# <font color='Orange'> ML project </font>

### Introduction:

The data were collected from the Taiwan Economic Journal for the years 1999 to 2009. Company bankruptcy was defined based on the business regulations of the Taiwan Stock Exchange.

### Objective:

The goal of this notebook is various predictive algorms are available as far as we can predict which goals in order to see failure in the future.

In [None]:
import os
for dirname, _, filenames in os.walk('/kaggle/input'):
    for filename in filenames:
        print(os.path.join(dirname, filename))

In [None]:
# Data manipulation
import pandas as pd
import numpy as np
import re

# Data visualization
import seaborn as sns
import matplotlib.pyplot as plt
import plotly.express as px
import plotly.graph_objects as go
from sklearn.model_selection import learning_curve
from sklearn.model_selection import validation_curve

# preprocessing and resampling
from sklearn.preprocessing import StandardScaler
from imblearn.over_sampling import SMOTE

# metrics
from sklearn.metrics import accuracy_score
from sklearn.model_selection import cross_val_score
from sklearn.metrics import confusion_matrix
from sklearn.metrics import recall_score
from sklearn.metrics import f1_score
from sklearn.metrics import classification_report

# ML model
from sklearn.model_selection import train_test_split
from sklearn.model_selection import GridSearchCV
from sklearn.linear_model import LogisticRegression
from sklearn.ensemble import RandomForestClassifier
from sklearn.neighbors import KNeighborsClassifier
from sklearn.pipeline import make_pipeline
from sklearn.tree import DecisionTreeClassifier
from sklearn.svm import SVC

import sklearn

np.warnings.filterwarnings('ignore')

# Import and data cleansing

In [None]:
df = pd.read_csv ('/kaggle/input/company-bankruptcy-prediction/data.csv')
df.rename(columns = {'Bankrupt?':'y'}, inplace = True)
# rename columns
lista_new_col = []
for col in df.columns:
  col = re.sub(' ', '_', col)
  col = re.sub('-', '_', col)
  lista_new_col.append(col)
df.columns = lista_new_col

print ( 'Shape of dataset:', df.shape )
print ( '*' * 50 )
df.head()

In [None]:
df.isna().sum()

There is no missing data in the dataset.

# Data analysis & visualization

In [None]:
df.info()

The dataset is composed of a combination of 6819 observations per each of our 96 features.

In [None]:
df.describe().T

In [None]:
print(df.y.value_counts())
print('-'* 30)
print('Financially stable: ', round(df.y.value_counts()[0]/len(df) * 100, 2), '% of the dataset')
print('Financially unstable: ', round(df.y.value_counts()[1]/len(df) * 100, 2), '% of the dataset')

In [None]:
plt.figure(figsize = (7,4))
sns.countplot(df.y)
plt.title('Class Distributions Count \n (0: Stable || 1: Unstable)', fontsize=12)
plt.show()

The classes are heavily skewed we need to solve this issue later, with algorithm SMOTE (**S**ynthetic **M**inority **O**versampling **TE**chnique).

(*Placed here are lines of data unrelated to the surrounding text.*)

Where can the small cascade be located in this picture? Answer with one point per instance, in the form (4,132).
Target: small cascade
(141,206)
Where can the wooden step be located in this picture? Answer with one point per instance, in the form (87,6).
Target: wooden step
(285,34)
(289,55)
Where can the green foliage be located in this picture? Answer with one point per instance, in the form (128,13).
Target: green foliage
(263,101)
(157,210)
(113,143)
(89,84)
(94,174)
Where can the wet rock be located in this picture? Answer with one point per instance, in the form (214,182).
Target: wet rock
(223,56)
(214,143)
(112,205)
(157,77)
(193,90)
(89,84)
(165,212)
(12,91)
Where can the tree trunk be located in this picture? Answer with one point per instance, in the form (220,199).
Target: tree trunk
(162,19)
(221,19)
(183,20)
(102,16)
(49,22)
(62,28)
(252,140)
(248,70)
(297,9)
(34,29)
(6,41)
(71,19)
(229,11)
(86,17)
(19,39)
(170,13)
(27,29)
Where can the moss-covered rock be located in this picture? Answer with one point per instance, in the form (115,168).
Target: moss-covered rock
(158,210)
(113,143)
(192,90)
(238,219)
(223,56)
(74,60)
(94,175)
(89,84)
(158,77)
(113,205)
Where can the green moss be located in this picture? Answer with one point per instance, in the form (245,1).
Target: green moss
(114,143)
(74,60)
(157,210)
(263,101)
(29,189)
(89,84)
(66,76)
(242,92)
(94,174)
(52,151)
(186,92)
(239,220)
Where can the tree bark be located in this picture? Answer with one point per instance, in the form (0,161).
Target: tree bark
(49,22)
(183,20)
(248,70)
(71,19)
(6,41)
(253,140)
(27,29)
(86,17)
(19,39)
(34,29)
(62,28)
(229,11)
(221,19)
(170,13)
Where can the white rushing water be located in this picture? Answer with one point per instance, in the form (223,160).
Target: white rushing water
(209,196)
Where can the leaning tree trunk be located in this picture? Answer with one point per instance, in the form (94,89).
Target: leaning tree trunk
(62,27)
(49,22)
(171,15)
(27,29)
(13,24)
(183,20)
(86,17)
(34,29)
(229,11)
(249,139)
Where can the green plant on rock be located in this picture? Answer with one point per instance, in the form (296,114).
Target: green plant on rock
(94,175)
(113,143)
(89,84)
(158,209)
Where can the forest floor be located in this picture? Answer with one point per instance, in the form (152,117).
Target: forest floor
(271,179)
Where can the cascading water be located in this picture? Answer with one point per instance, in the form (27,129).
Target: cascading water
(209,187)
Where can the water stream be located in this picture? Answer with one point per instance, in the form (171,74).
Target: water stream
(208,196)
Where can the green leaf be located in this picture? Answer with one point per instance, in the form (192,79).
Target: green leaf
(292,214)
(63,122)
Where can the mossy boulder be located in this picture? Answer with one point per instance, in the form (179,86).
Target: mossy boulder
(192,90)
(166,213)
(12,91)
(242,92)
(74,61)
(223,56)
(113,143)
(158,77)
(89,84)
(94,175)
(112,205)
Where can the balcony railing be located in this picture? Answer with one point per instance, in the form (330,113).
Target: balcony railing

Class 1 represents 96.77% of the dataset, while class 2 only 3.23%.

In [None]:
cat_cols = df.select_dtypes(include=['object','category','int64']).columns
fig, ax = plt.subplots(nrows=1, ncols=2, figsize=(7,4), constrained_layout=True)
ax=ax.flatten()
fig.suptitle('\nCount plot of categorical features\n', size=12)
for x,i in enumerate(cat_cols[1:]):
    sns.countplot(x=df[i], ax=ax[x])

In [None]:
print ( 'The column "Net income flag" have just value:', df._Net_Income_Flag.unique() )
df.drop ('_Net_Income_Flag', axis=1, inplace=True )

The feature 'Net income flag' always takes the value 1 for all observations, so it can be removed from the model.

In [None]:
# Looking at the histograms of numerical data
df.hist(figsize = (35,30), bins = 50 )
plt.show()

# Re-sampling train_set (SMOTE algorithm)

In [None]:
# SMOTE
X, y = df.iloc [ :, 1: ].values , df.iloc [:, 0].values
X_train, X_test, y_train, y_test = train_test_split ( X, y,
                                                     test_size = 0.3,
                                                     random_state = 1,
                                                     stratify = y)
smt = SMOTE ()
X_train_sm, y_train_sm = smt.fit_resample (X_train, y_train)

print ('# class in y_train:', np.bincount (y_train_sm) )

After the application of SMOTE the classes are rebalanced and both classes of target variable have the same number of 4619 observations.

Let's now apply the machine learning models with the training dataset resampled and balanced according to the target variable: therefore each class will have the same weight and will not be treated differently than the others.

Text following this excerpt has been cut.